Fresh concerns have been raised that young people in need of mental health support are falling through the cracks, as latest data shows ‘staggering rise’ in eating disorders among teenage girls.
Dennis Singson, an advanced mental health nurse practitioner working in a general practice in Eastbourne, told Nursing in Practice that many teenagers and young people are stuck in an ‘amber zone’ – where their needs are too critical for general practice but not severe enough for specialist services.
His comments come after a new study shined a light on the rise in both eating disorders and self-harm among teenage girls since the pandemic, as per data from general practices.
Researchers from The University of Manchester, Keele University, University of Exeter, and mental health research charity The McPin Foundation, analysed the records of over nine million patients in UK general practices between January 1 2010 and March 31 2022.
While incidence of eating disorders and self-harm were lower or the same as expected among men and older women, the study found significant increases among teenage girls since the pandemic particularly among those aged 13-16.
Researchers found that the incidence of eating disorders and self-harm among teenage girls was around 40% higher since March 2020, than would have been expected based on pre-pandemic trends.
Lead author for the report, Dr Pearl Mock from the University of Manchester, said that the reasons for this increase ‘could be due to a mixture of issues such as social isolation, anxiety resulting from changing routines, disruption in education, unhealthy social media influences, and increased clinical awareness’.
Incidence of eating disorders among girls aged 13-16 was 42% higher than expected, compared with 32% higher for those aged 17-19. Likewise, the incidence of self-harm among girls aged 13-16 was 38% greater than expected.
Dr Shruti Garg, child and adolescent psychiatrist and co-investigator from The University of Manchester, said that these ‘staggering’ increases highlighted the ‘urgent need to improve early access to services and for timely intervention’.
Meanwhile, Dennis Singson, an advanced mental health nurse practitioner working in a general practice in Eastbourne, told Nursing in Practice that even before this sharp increase there was ‘never enough resources’ for children and adolescents.
A significant issue with mental health nursing in general practice, Mr Singson explained, is that many young patients fall into the cracks between primary and secondary care.
He said: ‘These are the people who fall into the cracks, because GPs might not necessarily have the expertise in dealing with people with mental health difficulties and the risk they present, so they end up just being passed onto specialist services.
‘But specialist services will say “your case isn’t severe enough for us, you’re not as risky as compared to the other people that we deal with, so go back to the GP”.’
From August 2022, Mr Singson has been running a mental health hub from a general practice. Since its inception, the hub has taken on two social prescribers, an additional mental health nurse, and a part-time mental health pharmacist to meet demand.
Unlike many other mental health nurses, Mr Singson is employed directly by his general practice, rather than working for the local NHS trust and being deployed into the community.

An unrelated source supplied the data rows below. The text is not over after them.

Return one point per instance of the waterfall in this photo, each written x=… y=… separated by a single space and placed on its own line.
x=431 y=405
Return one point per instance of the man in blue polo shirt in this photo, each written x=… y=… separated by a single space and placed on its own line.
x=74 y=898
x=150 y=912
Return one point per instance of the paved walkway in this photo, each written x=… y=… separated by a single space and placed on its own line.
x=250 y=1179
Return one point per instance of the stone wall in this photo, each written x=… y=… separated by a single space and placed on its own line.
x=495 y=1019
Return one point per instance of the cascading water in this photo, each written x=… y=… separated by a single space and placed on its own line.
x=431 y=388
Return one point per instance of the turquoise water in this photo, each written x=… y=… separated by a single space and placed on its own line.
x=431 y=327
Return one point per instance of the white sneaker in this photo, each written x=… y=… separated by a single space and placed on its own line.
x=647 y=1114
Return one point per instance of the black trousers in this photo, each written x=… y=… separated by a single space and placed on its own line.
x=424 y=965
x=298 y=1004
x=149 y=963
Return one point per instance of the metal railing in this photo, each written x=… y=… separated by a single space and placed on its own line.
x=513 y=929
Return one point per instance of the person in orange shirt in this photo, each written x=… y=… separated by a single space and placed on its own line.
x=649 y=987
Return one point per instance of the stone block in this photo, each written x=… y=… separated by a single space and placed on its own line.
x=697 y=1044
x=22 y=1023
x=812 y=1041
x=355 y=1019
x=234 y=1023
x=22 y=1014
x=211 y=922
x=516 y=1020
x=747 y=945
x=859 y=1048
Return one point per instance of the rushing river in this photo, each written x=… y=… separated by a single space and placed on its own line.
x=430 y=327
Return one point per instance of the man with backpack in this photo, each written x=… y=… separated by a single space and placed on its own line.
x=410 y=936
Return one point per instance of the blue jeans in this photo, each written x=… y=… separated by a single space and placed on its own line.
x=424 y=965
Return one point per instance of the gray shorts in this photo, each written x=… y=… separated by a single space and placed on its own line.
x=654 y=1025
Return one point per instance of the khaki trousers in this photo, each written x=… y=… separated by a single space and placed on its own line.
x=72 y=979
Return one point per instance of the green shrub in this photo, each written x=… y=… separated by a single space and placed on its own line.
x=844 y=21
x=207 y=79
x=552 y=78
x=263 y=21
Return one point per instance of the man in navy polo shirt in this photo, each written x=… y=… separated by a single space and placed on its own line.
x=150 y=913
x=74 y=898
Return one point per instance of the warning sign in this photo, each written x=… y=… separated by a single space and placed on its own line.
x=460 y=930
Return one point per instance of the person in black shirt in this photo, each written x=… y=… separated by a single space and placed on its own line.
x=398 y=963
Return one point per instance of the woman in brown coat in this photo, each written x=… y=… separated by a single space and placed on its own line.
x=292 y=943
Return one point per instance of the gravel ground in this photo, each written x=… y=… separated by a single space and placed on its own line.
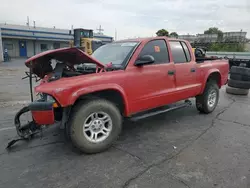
x=176 y=149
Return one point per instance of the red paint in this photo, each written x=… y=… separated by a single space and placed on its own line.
x=65 y=54
x=141 y=88
x=43 y=117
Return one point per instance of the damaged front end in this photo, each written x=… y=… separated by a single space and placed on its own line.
x=46 y=110
x=42 y=111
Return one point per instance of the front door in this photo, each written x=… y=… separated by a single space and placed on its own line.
x=186 y=76
x=154 y=82
x=22 y=49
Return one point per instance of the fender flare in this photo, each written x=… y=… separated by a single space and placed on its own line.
x=211 y=71
x=91 y=89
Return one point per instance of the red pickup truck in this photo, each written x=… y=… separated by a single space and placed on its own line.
x=135 y=78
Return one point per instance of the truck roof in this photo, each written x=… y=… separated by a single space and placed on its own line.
x=148 y=38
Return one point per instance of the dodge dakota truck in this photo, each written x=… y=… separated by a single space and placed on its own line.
x=136 y=78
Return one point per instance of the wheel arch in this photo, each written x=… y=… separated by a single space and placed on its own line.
x=114 y=94
x=212 y=75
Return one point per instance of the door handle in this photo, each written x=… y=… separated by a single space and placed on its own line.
x=192 y=70
x=171 y=72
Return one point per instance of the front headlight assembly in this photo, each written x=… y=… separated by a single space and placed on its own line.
x=40 y=97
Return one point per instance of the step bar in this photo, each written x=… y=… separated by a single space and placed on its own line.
x=165 y=109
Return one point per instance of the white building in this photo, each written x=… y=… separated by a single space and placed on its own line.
x=26 y=41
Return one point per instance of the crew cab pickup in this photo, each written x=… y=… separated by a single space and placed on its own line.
x=135 y=78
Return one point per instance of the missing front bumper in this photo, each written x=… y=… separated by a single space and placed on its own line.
x=42 y=114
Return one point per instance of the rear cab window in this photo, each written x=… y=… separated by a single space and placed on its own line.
x=180 y=52
x=158 y=49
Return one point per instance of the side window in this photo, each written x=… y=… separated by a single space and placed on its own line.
x=177 y=52
x=187 y=53
x=158 y=49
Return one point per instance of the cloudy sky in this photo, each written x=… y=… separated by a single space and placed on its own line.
x=131 y=18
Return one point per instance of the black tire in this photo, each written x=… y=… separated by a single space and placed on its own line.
x=239 y=84
x=239 y=77
x=240 y=70
x=236 y=91
x=80 y=114
x=202 y=100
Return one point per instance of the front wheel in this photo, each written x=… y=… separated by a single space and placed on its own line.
x=95 y=125
x=207 y=102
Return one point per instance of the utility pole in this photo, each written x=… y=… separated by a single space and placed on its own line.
x=28 y=21
x=100 y=30
x=115 y=34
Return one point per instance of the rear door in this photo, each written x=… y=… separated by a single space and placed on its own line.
x=185 y=70
x=153 y=82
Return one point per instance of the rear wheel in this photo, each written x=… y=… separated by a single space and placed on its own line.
x=95 y=125
x=239 y=84
x=207 y=102
x=240 y=70
x=236 y=91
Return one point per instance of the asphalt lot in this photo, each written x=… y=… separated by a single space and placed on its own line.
x=181 y=149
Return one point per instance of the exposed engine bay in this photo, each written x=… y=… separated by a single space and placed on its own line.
x=57 y=69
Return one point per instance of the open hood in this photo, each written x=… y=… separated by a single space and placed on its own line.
x=70 y=55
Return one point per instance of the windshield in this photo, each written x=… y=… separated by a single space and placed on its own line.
x=115 y=53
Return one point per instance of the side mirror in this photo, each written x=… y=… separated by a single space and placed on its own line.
x=144 y=60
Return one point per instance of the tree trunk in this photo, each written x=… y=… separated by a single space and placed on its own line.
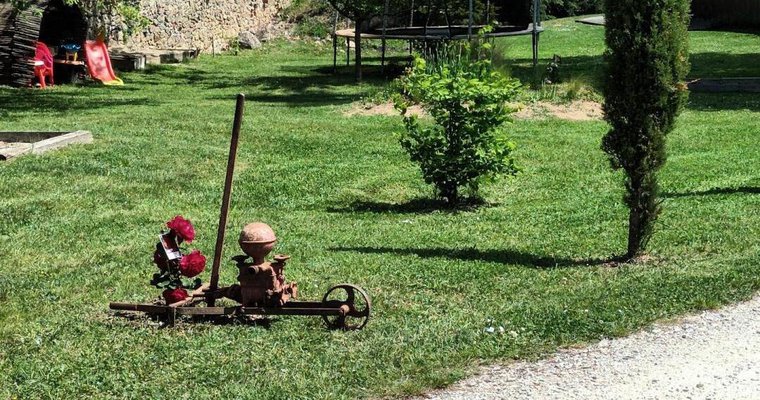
x=634 y=233
x=358 y=48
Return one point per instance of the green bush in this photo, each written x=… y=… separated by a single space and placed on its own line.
x=568 y=8
x=467 y=99
x=647 y=63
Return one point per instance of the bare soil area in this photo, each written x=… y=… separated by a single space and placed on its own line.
x=580 y=110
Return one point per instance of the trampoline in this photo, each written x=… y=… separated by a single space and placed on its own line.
x=435 y=21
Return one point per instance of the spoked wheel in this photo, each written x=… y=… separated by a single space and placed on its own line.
x=353 y=301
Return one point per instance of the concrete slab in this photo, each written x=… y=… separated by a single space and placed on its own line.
x=14 y=144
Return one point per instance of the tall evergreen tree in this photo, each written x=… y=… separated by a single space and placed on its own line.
x=647 y=62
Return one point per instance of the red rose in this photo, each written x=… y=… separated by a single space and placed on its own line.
x=174 y=295
x=182 y=228
x=192 y=264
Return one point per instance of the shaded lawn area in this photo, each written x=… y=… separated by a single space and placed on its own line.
x=712 y=54
x=78 y=226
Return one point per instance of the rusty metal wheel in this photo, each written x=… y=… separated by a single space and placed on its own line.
x=356 y=308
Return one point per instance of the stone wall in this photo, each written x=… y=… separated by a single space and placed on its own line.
x=203 y=24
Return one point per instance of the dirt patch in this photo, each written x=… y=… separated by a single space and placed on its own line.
x=581 y=110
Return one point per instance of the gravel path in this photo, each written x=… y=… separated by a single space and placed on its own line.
x=711 y=355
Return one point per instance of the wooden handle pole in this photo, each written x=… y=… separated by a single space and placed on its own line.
x=214 y=285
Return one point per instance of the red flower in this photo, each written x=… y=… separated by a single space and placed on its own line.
x=192 y=264
x=174 y=295
x=182 y=228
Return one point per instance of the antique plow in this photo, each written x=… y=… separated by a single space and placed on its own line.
x=261 y=288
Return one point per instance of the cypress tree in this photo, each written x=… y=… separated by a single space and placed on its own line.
x=647 y=62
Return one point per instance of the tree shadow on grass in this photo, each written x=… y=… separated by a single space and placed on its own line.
x=310 y=86
x=723 y=101
x=715 y=191
x=416 y=206
x=494 y=256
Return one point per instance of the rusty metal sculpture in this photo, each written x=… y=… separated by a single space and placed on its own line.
x=261 y=288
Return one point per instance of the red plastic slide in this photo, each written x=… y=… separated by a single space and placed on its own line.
x=99 y=63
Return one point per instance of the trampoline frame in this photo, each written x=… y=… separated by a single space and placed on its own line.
x=534 y=29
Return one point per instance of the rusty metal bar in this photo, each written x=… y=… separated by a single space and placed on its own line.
x=214 y=285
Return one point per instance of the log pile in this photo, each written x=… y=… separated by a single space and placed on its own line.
x=19 y=31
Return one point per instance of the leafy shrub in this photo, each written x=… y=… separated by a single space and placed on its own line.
x=647 y=63
x=467 y=99
x=569 y=8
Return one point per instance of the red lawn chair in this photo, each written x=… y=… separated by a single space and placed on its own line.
x=43 y=64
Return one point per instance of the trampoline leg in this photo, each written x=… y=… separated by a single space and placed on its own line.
x=335 y=53
x=382 y=56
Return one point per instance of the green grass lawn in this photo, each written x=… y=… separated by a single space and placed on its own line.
x=78 y=227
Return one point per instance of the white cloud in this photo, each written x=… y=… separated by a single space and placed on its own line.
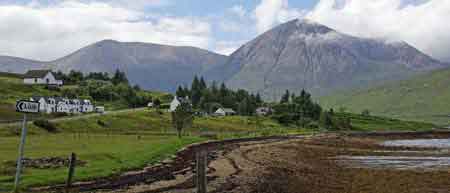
x=46 y=32
x=227 y=47
x=271 y=12
x=423 y=24
x=238 y=10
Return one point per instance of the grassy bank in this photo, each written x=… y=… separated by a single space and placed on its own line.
x=422 y=98
x=104 y=155
x=13 y=89
x=113 y=143
x=116 y=142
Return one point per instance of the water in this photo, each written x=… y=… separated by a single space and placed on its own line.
x=395 y=162
x=403 y=162
x=435 y=143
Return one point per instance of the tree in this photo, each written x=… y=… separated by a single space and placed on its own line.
x=182 y=117
x=326 y=121
x=202 y=84
x=119 y=77
x=365 y=113
x=156 y=103
x=196 y=92
x=285 y=97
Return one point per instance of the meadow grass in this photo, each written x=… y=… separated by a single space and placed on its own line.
x=422 y=98
x=105 y=155
x=112 y=143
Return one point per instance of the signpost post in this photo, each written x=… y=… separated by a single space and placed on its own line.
x=23 y=107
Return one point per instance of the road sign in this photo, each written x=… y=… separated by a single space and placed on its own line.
x=27 y=107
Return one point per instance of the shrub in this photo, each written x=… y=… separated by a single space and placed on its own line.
x=284 y=119
x=47 y=125
x=102 y=123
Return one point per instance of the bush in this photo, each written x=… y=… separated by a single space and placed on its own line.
x=47 y=125
x=60 y=114
x=102 y=123
x=284 y=119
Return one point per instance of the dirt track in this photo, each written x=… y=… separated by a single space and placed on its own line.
x=285 y=165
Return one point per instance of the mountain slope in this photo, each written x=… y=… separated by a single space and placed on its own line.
x=425 y=98
x=303 y=54
x=18 y=65
x=151 y=66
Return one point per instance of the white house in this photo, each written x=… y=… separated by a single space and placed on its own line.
x=224 y=112
x=63 y=105
x=263 y=111
x=43 y=77
x=177 y=102
x=46 y=105
x=174 y=104
x=87 y=106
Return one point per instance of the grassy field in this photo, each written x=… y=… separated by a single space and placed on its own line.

Mr Singson said a ‘mission’ being worked on was to ‘bridge the gap between primary and secondary mental health services so less people fall within the crack’.
He added that it was ‘sad to think’ that in five years’ time many children he sees in primary care would ‘be the same people who will end up having eating disorders and self-harming because they can’t cope with the things they are experiencing now’.
‘Nurses are struggling with how to deal with children who can’t cope with being in school; what will happen to them? That’s precisely why I’m here [in general practice] preventing rather than treating these issues for ever and ever.’
Sharon White, chief executive of the School and Public Health Nursing Association (SAPHNA), that an ongoing trend of rising mental health issues among children and young people had been exacerbated both by the pandemic and the cost-of-living crisis.
Ms White added that ‘cuts to vital services such as school nursing youth work’ has meant that children have not had access to preventative care, leading to more escalation to specialist services.
A public health approach to mental health on the other hand, Ms White explained, would mean that ‘through health promotion and empowering health literacy, visible and confidence, school nursing services can prevent eating disorders and mental health issues in the first place’.
The researchers also found that the increase in self-harm and eating disorder incidence was affected by the socio-economic status of the patient.
In the 10 years leading up to the pandemic, rates of eating disorders were higher in the least deprived areas than in the most deprived, suggested the study.
After March 2020, this gap widened further with incidence increasing 52% in the least deprived areas compared with only 22% in the most deprived.
The report’s authors suggested that this might reflect ‘increased willingness among individuals from more affluent areas to seek clinical treatment, and better access to health-care services in these neighbourhoods’.
On the other hand, pre-pandemic rates of self-harm were higher in the most deprived areas than in the least, but after March 2020 this gap narrowed.
A Department of Health and Social Care spokesperson said: ‘We recognise the devastating impact eating disorders can have on an individual and family’s life, which is why we’re investing an additional £2.3 billion a year in NHS mental health services by March 2024, so more adults, children and young people in England can receive appropriate treatment.
‘Capacity at children and young people’s community eating disorder services is also being increased across the country thanks to an additional government investment of up to £54 million a year by March 2024.’